Fiorina, like Republican gubernatorial candidate Meg Whitman, is the latest in a long line of businesspeople-turned-politicians, whose claim to competence is their private-sector experience. Fiorina says that she knows how to “create jobs,” but creating jobs as a CEO and creating jobs as a senator are vastly different things. As CEO, you have the power and prerogative to hire and fire, create and restructure. Quite literally, your decisions have a direct impact on nearly every person you employ. By contrast, a freshman senator — even one from the nation’s largest state — has minimal influence, doubly so if she’s in the minority party. As CEO, you can unilaterally direct your underlings to implement your will. As senator, you don’t have underlings outside of your staff, and whatever power you accumulate comes from negotiation, compromise and a keen understanding of the rules. Skills acquired as a CEO might be useful in some areas, but not many.

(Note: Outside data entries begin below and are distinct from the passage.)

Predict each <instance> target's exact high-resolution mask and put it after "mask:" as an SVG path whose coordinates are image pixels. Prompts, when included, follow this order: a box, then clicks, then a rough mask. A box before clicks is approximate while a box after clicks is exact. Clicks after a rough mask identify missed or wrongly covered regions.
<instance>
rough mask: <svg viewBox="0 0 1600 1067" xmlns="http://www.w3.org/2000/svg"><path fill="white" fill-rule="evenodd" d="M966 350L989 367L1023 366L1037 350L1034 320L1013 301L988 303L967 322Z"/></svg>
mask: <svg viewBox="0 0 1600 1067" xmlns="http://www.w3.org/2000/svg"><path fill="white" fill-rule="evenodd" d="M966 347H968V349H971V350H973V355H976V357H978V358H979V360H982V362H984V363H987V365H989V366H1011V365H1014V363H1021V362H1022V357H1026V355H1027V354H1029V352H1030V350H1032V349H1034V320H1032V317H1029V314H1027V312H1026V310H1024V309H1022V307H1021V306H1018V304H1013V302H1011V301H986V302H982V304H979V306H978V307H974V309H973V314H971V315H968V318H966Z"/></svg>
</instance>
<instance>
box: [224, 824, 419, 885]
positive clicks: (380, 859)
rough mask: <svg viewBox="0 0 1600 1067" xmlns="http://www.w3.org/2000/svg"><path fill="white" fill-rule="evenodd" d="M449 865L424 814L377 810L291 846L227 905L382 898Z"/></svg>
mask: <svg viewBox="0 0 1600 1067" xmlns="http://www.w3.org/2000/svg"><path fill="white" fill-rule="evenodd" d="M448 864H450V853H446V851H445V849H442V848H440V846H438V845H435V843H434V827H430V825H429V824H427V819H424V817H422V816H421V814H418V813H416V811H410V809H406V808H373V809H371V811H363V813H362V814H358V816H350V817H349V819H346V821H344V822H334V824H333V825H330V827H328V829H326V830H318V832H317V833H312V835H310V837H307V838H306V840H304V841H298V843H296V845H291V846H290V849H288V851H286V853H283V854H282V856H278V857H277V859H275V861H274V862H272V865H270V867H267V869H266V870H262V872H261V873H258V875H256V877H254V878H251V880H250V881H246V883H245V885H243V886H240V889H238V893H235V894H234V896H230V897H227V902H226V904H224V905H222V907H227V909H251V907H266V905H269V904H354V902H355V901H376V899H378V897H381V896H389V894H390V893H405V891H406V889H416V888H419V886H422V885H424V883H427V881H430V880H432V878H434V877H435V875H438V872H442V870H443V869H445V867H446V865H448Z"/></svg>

The same goes for CEOs aspiring to executive office; business leaders don’t have to deal with hundreds of competing interests and factions, while a governor does. That’s not to say that a business leader can’t be a successful governor, but those entering office without a firm knowledge of the clear differences between leading a state and managing a business are in for an unpleasant surprise.
Of course, none of this is to say that Fiorina wouldn’t be a good senator, or that Whitman wouldn’t be a good governor. But that the claims of CEO-politicians notwithstanding, business experience has little to do with the business of governing and legislating.